Почему оно не могло сидеть тихо?
Почему оно продолжало кричать?
Луна, взошедшая над полями сражений во Фландрии, была светящимся, неодобрительно смотрящим глазом, а темнота была треснувшим яйцом, разбившимся о землю, пролившим ползучий черный желток теней, которые заполнили траншеи и воронки от снарядов, промокшие блиндажи и кладбище Ничейнoй земли. Подобно вездесущему дождю Фландрии, они затопили сельскую местность и погрузили ее в совершенную стигийскую черноту, нарушаемую только матовым лунным светом, поблескивающим на стреляных гильзах и полированных белых костях.
Крил наблюдал, как взошла луна и сгустилась тьма, думая, вспоминая и внутренне содрогаясь, пытаясь осмыслить то, что он видел на разрушенном посту.
Ты не можешь быть уверен в том, что видел, - сказал он себе. - Ты видел что-то... что-то, похожее на мальчика... мальчика, который неделю пролежал в могиле, разлагаясь, а крысы обгрызли молодое красное мясо и розовую кожу с его лица. Но, несомненно, это была игра света, преломление того же самого сквозь туман. Но не... не то, что ты подумал.
Ты слишком стар, чтобы верить в привидений, не так ли?
Но он не знал, он просто не знал.
Только не после того захоронения... Эти следы, эти чертовы следы.
Die toten... die toten dieser spaziergang.
Да, это преследовало его каждую минуту бодрствования и превращало его кошмары в уродливые, черные сгустки.
Его цинизм, его прагматизм... Даже они не могли спасти его сейчас. Конечно, он был настроен скептически, потому что скептически относился ко всему. Одна зона военных действий за другой, год за годом, когда он совал нос в мрачную машину смерти, за эти годы что-то внутри него перевернулось, прогнало свет и заполнило эти пустоты тьмой.
Все эти невинные молодые люди.
Политика могла меняться от одного поля битвы за другим, но лица всегда были одинаковыми: мальчики восемнадцати и девятнадцати лет жили со страхом и ужасом день за днем, пока ужасы войны не стирали краски с их лиц, заменяя молодую плоть на старую, делая губы жесткими и бескровными, высасывая из глаз молодость и сменяя ее высохшим отчаянием.
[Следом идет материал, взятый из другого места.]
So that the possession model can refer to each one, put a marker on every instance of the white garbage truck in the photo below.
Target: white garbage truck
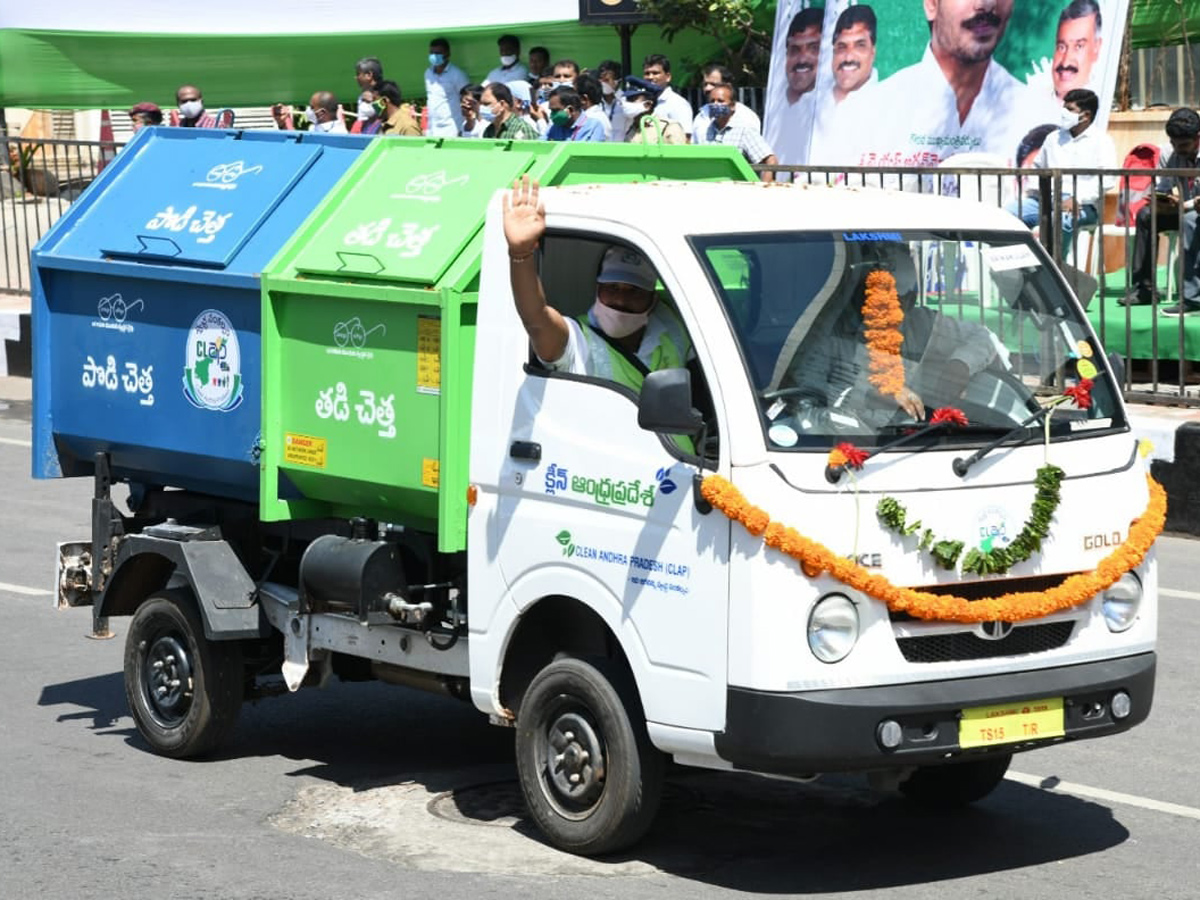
(887, 516)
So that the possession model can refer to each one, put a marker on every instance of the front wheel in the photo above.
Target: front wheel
(591, 777)
(184, 690)
(955, 784)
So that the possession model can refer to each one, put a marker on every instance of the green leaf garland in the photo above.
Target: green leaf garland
(1048, 484)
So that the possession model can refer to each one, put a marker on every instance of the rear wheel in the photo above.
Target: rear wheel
(184, 690)
(591, 777)
(955, 784)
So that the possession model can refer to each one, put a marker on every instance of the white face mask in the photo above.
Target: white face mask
(633, 108)
(618, 323)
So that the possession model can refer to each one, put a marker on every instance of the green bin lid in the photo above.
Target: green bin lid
(409, 213)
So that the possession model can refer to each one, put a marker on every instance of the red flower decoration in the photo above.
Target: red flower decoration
(855, 457)
(1080, 393)
(948, 414)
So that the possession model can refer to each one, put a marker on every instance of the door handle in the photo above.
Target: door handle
(527, 450)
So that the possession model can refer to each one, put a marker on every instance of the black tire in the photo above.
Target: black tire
(957, 784)
(576, 707)
(183, 689)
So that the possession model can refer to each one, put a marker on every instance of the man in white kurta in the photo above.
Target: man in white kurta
(955, 100)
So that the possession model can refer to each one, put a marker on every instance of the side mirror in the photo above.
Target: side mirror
(1116, 363)
(665, 403)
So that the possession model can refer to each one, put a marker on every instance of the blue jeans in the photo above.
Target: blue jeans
(1029, 210)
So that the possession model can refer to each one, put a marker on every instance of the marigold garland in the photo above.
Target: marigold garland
(882, 317)
(816, 558)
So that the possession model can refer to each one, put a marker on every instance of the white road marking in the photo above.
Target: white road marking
(5, 588)
(1099, 793)
(1180, 594)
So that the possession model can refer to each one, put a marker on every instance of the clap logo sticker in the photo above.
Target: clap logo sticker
(213, 371)
(564, 539)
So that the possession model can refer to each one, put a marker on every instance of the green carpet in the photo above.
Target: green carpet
(1140, 331)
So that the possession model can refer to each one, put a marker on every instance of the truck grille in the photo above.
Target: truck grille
(967, 646)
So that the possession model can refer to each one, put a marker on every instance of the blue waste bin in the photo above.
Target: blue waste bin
(147, 309)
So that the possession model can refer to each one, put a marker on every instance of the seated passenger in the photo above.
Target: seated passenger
(940, 353)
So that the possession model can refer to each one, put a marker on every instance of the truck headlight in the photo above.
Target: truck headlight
(1121, 603)
(833, 628)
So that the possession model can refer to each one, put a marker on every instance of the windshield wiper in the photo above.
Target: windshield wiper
(963, 466)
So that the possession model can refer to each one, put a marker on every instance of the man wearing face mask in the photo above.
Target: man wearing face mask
(443, 81)
(587, 85)
(397, 115)
(1074, 145)
(473, 125)
(642, 123)
(624, 335)
(567, 118)
(511, 69)
(496, 108)
(721, 130)
(322, 114)
(714, 73)
(191, 113)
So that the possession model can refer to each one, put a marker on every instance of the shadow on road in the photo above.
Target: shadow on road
(724, 829)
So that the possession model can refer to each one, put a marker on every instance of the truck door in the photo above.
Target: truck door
(594, 508)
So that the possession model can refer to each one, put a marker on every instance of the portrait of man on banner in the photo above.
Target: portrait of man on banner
(948, 77)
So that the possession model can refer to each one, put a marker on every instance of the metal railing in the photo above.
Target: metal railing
(39, 180)
(1161, 353)
(43, 177)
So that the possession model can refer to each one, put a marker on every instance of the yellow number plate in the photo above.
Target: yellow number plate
(1011, 723)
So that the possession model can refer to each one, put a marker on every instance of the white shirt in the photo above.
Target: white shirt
(832, 120)
(743, 118)
(442, 100)
(516, 72)
(598, 113)
(790, 130)
(1091, 150)
(675, 107)
(616, 113)
(477, 132)
(912, 118)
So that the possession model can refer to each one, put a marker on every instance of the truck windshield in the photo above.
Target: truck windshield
(863, 335)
Все они были потрепаны войной, изношены, разбиты, состарились раньше времени, сломлены до того, как им исполнилось двадцать. Крил видел их снова и снова, война за войной, выжившие возвращались с последних боев, а в их ушах все еще звенело от выстрелов и криков раненых, они хромали, плечи ссутулились, спины согнулись... как старики, старые сломленные люди.